Der Mann hinter Adenauer
Hans Globkes Aufstieg vom NS-Juristen zur Grauen Eminenz der Bonner Republik

Die erste Biographie des Mannes, der als Kommentator der sogenannten Nürnberger Rassegesetze und Staatssekretär Adenauers nach 1945 bekannt geworden ist, ist aus den Recherchen zu einem Dokumentarfilm hervorgegangen und erhebt, wie Jürgen Bevers klarstellt, nicht den Anspruch darauf, eine wissenschaftliche Biographie zu sein. Solange der umfangreiche Nachlass Globkes, den die Adenauer-Stiftung verwahrt, für die Forschung nicht frei zugänglich ist, muss dies wohl für jede Studie über Globke gelten.
Das vorweg gesagt, nimmt sich Bevers denn auch die Freiheit, Kindheit, Jugend und Berufsanfänge des 1898 geborenen Globke in zwei, drei Sätzen abzuhaken. Erst ab der Machtübernahme durch die Nationalsozialisten 1933 setzt die Darstellung richtig ein. So kann Bevers schwerlich plausibel Globkes Anpassungsprozesse an die neuen Machthaber aufzeigen. Wie schwerwiegend oder auch nicht der Schritt bis hin zu dem später berüchtigten Kommentator war, muss offen bleiben, wenn dem Leser vorenthalten wird, wer denn der Globke der Weimarer Republik war. Die Kontinuität über 1933 hinaus hätte mindestens genau die gleiche Aufmerksamkeit verdient wie die über 1945 hinaus, zumal letztere in der Regel im Vordergrund stand bei der Globke-Skandalisierung.
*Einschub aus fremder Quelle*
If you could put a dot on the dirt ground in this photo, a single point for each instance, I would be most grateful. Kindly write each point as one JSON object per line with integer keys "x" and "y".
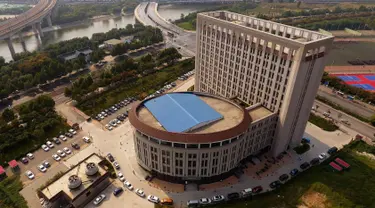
{"x": 314, "y": 200}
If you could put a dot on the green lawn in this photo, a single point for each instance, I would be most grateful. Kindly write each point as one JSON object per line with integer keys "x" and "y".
{"x": 351, "y": 188}
{"x": 342, "y": 53}
{"x": 186, "y": 26}
{"x": 140, "y": 88}
{"x": 9, "y": 193}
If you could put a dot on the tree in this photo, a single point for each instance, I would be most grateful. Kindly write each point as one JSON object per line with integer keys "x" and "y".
{"x": 8, "y": 115}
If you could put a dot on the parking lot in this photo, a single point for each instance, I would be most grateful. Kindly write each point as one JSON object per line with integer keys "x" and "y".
{"x": 41, "y": 155}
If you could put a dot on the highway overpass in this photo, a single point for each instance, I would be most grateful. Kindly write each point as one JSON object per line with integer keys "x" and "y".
{"x": 32, "y": 17}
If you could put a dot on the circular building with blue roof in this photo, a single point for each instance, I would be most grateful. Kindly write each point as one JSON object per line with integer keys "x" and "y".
{"x": 190, "y": 135}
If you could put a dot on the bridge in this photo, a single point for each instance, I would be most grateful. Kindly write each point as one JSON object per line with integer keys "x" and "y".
{"x": 32, "y": 17}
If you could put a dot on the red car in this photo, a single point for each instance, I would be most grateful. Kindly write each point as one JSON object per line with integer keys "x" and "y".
{"x": 257, "y": 189}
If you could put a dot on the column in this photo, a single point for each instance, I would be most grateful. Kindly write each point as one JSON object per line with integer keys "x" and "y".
{"x": 49, "y": 20}
{"x": 10, "y": 46}
{"x": 22, "y": 41}
{"x": 39, "y": 27}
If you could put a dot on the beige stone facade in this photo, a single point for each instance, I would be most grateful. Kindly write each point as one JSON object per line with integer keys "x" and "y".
{"x": 260, "y": 61}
Konstanten in Globkes Leben waren ein tiefer Katholizismus ' er war von 1922 bis zur Auflösung 1933 Mitglied der Zentrumspartei ' sowie ein entschiedener Antikommunismus. Beides trug erheblich zu seiner Nachkriegskarriere eng an Adenauers Seite bei. Hinzu kam seine absolute Verschwiegenheit und effiziente Arbeitsweise, die Globke zu einer zentralen Figur im System Adenauer machte. Er war so wichtig für den 'Alten aus Rhöndorf', dass dieser ihn nie fallen ließ, trotz all der Vorwürfe.
Umstritten war und ist Globkes Rolle im NS-Staat. Hat er mitgemacht, um Schlimmeres zu verhüten ' wie viele für sich reklamierten? Spielte Globke tatsächlich für die Katholische Kirche und den Widerstand eine wichtige Rolle und versorgte diese mit Insiderinformationen? Bevers glaubt all das nicht, wofür es gute Gründe geben mag; neue Beweise oder Indizien aber bleibt er schuldig, wie es ihm insgesamt kaum gelingt, Neues zu einer der umstrittensten Personen der jungen Bundesrepublik beizutragen. Es bleibt abzuwarten, ob dies der in diesem Herbst bei Campus erscheinenden wissenschaftlichen Biographie von Erik Lommatzsch gelingen wird.